At Governor Cuomo’s direction, the Metropolitan Transportation Authority (MTA), the Port Authority of New York and New Jersey (PANYNJ) and the Moynihan Station Development Corporation (MSDC) worked together to prepare a plan that considered transportation needs and priorities on a regional level, in order to protect against stronger and more frequent storms in the future. The announcement of the plan is notable on its own merits, but also because of remarks made by New Jersey Governor Chris Christie during a press conference on Friday suggesting that the Port Authority could be divided.
Much of the plan focuses northward, providing more transit options for Metro-North and Long Island Railroad riders. A key element of the plan is protecting commuter railroad access into Manhattan, by hardening Penn Station’s existing railroad service and providing alternate service to Penn Station for MTA Metro-North Railroad customers in the event of a single-point failure along its existing network through upper Manhattan and the Bronx.
Governor Cuomo’s plan will be submitted to the Federal Transit Administration (FTA), which has made $3 billion available for resiliency programs throughout the region affected by Sandy. The New York plan includes projects worth $4.9 billion. The Penn Station Access Network Resiliency effort would give Metro-North an alternate means to enter midtown Manhattan if its four-track main line through the Bronx or the Harlem River Lift Bridge were ever disrupted for a prolonged period. An outage there would halt commuter rail travel in New York’s northern suburbs and southeastern Connecticut, with a devastating impact on the regional economy. It has a $516 million estimated cost, of which $387 million is eligible for federal funding.
The River-to-River Rail Resiliency effort would protect the East River Tunnels and Penn Station, used by the MTA Long Island Rail Road as well as Amtrak and NJ Transit. It has a $321 million estimated cost, of which $241 million is eligible for federal funding.

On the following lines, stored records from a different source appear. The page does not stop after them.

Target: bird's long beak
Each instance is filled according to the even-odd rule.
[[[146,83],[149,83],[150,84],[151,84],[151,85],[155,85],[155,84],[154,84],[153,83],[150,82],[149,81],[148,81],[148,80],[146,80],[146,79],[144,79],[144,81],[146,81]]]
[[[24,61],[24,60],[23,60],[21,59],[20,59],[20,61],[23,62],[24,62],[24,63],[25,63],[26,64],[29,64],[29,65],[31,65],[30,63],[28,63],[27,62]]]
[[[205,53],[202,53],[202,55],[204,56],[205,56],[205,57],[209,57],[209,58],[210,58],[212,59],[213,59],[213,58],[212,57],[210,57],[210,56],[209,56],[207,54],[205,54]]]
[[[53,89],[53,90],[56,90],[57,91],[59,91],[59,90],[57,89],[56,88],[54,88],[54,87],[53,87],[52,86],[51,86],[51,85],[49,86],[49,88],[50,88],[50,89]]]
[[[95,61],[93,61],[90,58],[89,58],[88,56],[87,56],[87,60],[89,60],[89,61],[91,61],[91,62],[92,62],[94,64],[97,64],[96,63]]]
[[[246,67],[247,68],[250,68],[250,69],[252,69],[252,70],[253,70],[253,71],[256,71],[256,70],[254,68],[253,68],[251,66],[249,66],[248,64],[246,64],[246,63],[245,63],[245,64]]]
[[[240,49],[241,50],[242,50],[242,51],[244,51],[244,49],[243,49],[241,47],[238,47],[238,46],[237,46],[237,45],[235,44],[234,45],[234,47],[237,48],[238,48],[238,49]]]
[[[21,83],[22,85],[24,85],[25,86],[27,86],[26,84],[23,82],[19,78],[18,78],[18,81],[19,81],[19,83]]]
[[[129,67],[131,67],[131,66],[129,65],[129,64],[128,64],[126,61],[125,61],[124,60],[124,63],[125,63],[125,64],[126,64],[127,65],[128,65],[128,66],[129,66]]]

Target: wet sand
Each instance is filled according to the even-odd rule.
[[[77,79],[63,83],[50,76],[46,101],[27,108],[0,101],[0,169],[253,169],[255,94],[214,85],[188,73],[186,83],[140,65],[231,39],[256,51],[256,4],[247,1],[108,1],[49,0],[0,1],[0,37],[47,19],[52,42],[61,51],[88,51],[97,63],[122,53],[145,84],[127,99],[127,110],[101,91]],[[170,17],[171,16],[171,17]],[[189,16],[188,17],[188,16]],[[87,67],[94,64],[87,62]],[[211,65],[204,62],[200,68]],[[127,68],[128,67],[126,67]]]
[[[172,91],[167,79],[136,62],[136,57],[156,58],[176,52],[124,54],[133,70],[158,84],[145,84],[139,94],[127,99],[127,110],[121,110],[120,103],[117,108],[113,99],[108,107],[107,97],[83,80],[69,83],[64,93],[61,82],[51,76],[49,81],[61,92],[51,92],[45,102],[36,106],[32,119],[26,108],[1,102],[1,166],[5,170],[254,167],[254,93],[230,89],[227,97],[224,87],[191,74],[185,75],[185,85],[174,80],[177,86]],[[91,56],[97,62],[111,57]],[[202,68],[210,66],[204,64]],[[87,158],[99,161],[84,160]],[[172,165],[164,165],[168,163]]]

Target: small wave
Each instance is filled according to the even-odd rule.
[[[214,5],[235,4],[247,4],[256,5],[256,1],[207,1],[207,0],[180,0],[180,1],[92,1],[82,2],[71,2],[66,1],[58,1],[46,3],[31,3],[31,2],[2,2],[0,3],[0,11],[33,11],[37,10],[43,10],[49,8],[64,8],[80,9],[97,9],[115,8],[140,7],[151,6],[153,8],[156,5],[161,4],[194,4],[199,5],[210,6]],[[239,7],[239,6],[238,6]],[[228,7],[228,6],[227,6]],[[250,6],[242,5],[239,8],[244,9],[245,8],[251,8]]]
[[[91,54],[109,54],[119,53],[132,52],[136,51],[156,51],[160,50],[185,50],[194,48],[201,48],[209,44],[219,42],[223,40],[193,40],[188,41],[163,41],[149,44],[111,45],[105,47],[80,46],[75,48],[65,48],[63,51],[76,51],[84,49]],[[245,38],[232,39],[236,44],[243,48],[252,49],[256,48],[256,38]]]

The plan also hardens infrastructure and improves network resiliency for all forms of transit in New York. Other projects would mitigate flood risk at New York City Transit subway yards and bus depots by hardening structures; seal entrances to subway tunnels and ventilation plants; make the World Trade Center site more resilient against water intrusion; and enhance Port Authority Bus Terminal operations to provide alternate service during rail outages.